Recovering genomics clusters of secondary metabolites from lakes using genome-resolved metagenomics
(2018)
Metagenomic approaches became increasingly popular in the past decades due to decreasing costs of DNA sequencing and bioinformatics development. So far, however, the recovery of long genes coding for secondary metabolites still represents a big challenge. Often, the quality of metagenome assemblies is poor, especially in environments with a high microbial diversity where sequence coverage is low and complexity of natural communities high. Recently, new and improved algorithms for binning environmental reads and contigs have been developed to overcome such limitations.
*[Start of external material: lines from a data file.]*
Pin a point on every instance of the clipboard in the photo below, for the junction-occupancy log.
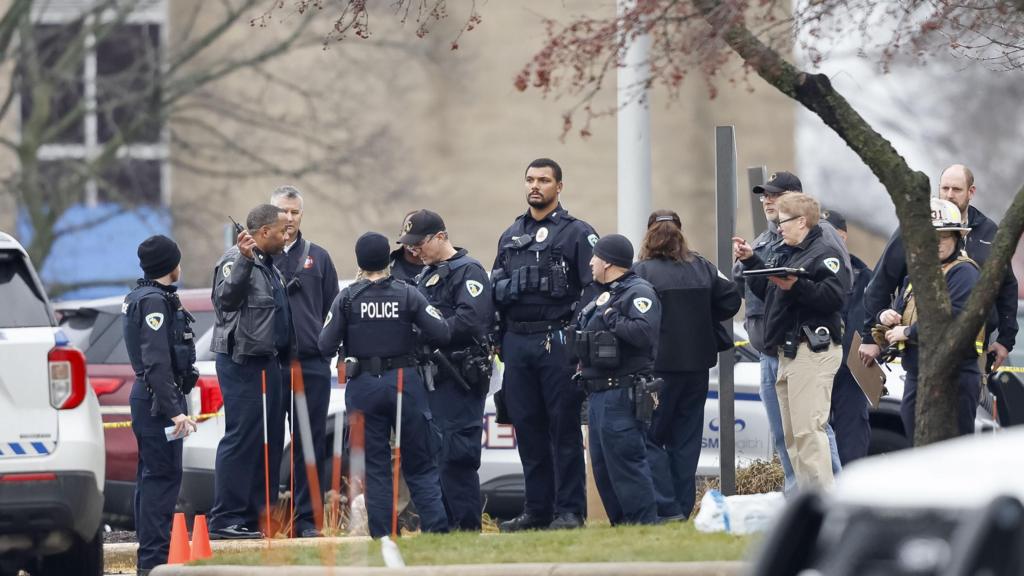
(871, 378)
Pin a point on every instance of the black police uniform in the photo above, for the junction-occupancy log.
(374, 322)
(459, 287)
(539, 277)
(616, 342)
(252, 337)
(694, 296)
(401, 269)
(311, 282)
(162, 352)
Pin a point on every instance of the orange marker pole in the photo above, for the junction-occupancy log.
(397, 457)
(266, 461)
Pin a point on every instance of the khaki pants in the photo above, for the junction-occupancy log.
(804, 388)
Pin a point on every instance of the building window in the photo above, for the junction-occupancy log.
(104, 70)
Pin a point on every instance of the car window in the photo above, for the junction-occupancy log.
(24, 304)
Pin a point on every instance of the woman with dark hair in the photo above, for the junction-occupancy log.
(694, 296)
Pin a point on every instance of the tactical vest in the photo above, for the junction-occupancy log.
(535, 270)
(379, 319)
(179, 332)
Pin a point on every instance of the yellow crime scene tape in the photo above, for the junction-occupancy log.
(127, 423)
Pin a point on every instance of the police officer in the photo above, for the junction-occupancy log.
(458, 286)
(311, 282)
(539, 278)
(252, 335)
(803, 326)
(159, 337)
(615, 341)
(406, 265)
(374, 322)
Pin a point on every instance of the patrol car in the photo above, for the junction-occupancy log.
(51, 441)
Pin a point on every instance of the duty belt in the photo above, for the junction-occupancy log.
(611, 382)
(536, 327)
(377, 365)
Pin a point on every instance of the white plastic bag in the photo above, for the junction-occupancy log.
(737, 515)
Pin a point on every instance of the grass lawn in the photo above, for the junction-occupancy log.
(674, 542)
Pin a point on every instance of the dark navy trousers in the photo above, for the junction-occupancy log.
(849, 417)
(619, 456)
(968, 394)
(316, 381)
(544, 406)
(459, 414)
(157, 482)
(674, 441)
(239, 496)
(375, 398)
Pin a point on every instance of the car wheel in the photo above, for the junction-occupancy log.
(884, 441)
(84, 559)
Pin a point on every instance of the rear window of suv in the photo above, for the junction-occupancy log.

Some of these algorithms use a similarity detection approach to classify the obtained reads into taxonomical units and to assemble draft genomes. This approach, however, is quite limited since it can classify exclusively sequences similar to those available (and well classified) in the databases. In this work, we used draft genomes from Lake Stechlin, north-eastern Germany, recovered by MetaBat, an efficient binning tool that integrates empirical probabilistic distances of genome abundance, and tetranucleotide frequency for accurate metagenome binning. These genomes were screened for secondary metabolism genes, such as polyketide synthases (PKS) and non-ribosomal peptide synthases (NRPS), using the Anti-SMASH and NAPDOS workflows. With this approach we were able to identify 243 secondary metabolite clusters from 121 genomes recovered from our lake samples. A total of 18 NRPS, 19 PKS, and 3 hybrid PKS/NRPS clusters were found. In addition, it was possible to predict the partial structure of several secondary metabolite clusters allowing for taxonomical classifications and phylogenetic inferences. Our approach revealed a high potential to recover and study secondary metabolites genes from any aquatic ecosystem.